Though the South had begun to fear the consequences of popular sovereignty and to see that Douglas was only making the more certain the power of his group of States, its spokesmen felt compelled to support him in a fight against abolitionists and anti-slavery agitators. Alexander Stephens, an able Whig leader of Georgia, and most other members of that party in the South, gave Douglas hearty support. The struggle developed into a fight between the East and the South. A great many of the followers of Douglas were won away from the original program when it seemed a mere question of slavery extension, and the Democrats of the Northwest divided sharply. After four months of angry debate and unprecedented log-rolling the bill became law, and the President promptly organized Kansas and Nebraska as Territories. Members of Congress went home after the adjournment to face their constituents, and a most exciting campaign followed. In Wisconsin and Michigan a new party was organized. Its appeal was to the fundamental American doctrines that all men are equal and that no great interests should rule the country. It received immediate support in the two States mentioned, and in all the counties of the Northwest where the New England influence was predominant, in northern Ohio, Indiana, and Illinois.
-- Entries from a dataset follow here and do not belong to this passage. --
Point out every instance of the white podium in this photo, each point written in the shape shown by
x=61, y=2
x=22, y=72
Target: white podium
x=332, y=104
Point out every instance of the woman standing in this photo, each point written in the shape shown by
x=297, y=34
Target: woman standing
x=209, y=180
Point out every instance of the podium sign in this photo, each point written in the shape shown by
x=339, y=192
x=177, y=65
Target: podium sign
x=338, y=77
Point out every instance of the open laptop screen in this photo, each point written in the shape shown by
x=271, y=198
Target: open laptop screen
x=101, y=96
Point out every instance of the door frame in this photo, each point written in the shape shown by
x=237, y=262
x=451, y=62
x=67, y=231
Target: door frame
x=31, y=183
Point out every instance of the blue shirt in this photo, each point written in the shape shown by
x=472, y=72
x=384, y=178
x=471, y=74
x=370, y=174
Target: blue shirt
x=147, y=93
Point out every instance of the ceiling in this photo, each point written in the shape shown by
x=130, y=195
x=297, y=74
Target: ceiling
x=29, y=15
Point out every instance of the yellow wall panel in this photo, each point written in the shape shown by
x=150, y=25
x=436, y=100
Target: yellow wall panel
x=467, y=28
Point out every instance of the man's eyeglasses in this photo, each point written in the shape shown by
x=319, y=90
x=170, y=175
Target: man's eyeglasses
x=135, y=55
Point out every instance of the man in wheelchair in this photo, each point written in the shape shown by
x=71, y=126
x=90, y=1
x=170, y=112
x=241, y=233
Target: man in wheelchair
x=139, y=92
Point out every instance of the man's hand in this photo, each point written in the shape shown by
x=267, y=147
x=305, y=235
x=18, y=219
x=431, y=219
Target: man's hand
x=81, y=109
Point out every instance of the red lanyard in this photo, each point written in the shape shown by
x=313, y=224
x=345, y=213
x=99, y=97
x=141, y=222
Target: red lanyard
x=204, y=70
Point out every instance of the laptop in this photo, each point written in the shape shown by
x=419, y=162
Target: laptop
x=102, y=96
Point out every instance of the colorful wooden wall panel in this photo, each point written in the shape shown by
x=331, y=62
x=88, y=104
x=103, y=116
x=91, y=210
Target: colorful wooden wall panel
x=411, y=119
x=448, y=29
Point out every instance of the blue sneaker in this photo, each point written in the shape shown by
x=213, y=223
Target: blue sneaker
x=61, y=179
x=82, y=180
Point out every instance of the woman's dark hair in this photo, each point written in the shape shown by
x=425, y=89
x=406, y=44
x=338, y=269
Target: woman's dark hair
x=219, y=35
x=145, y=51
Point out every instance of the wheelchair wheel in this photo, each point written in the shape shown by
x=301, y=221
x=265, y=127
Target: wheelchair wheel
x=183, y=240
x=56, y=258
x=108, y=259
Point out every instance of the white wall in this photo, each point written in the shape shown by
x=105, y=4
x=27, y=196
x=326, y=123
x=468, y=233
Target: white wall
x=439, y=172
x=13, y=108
Naturally the remnants of the old party organizations, the Whigs and the Free-Soilers, lent enthusiastic support.
Chase and Sumner had called into being a new idealist movement resembling that which had overwhelmed the Federalists in 1800, and a group of new leaders, soon to become famous, emerged. In addition to the well-known names already mentioned, there now appeared the kindly, shrewd Abraham Lincoln, of Kentucky and Illinois; J. W. Grimes arose in Iowa to threaten a Democratic machine which had never known defeat; Zachary Chandler, of Michigan, was making ready the stroke which was to unhorse the great and popular Cass; and Benjamin F. Wade, of Ohio, joined Chase and Giddings, thus making up the trio which was to rule that State for years to come. The young and vigorous Republican party of the Northwest, guided by this company of ambitious “new” politicians, readily effected the union of East and Northwest which Adams and Clay had long striven in vain to perfect. The work of Chase, Seward, Lincoln, and Sumner of these years paralleled that of Calhoun, Jackson, and Benton in 1828; and as a result the Democrats lost their hold on the legislatures of nearly all the States above the Ohio and the Missouri Rivers, and their overwhelming majority in the Federal House of Representatives disappeared as if overnight.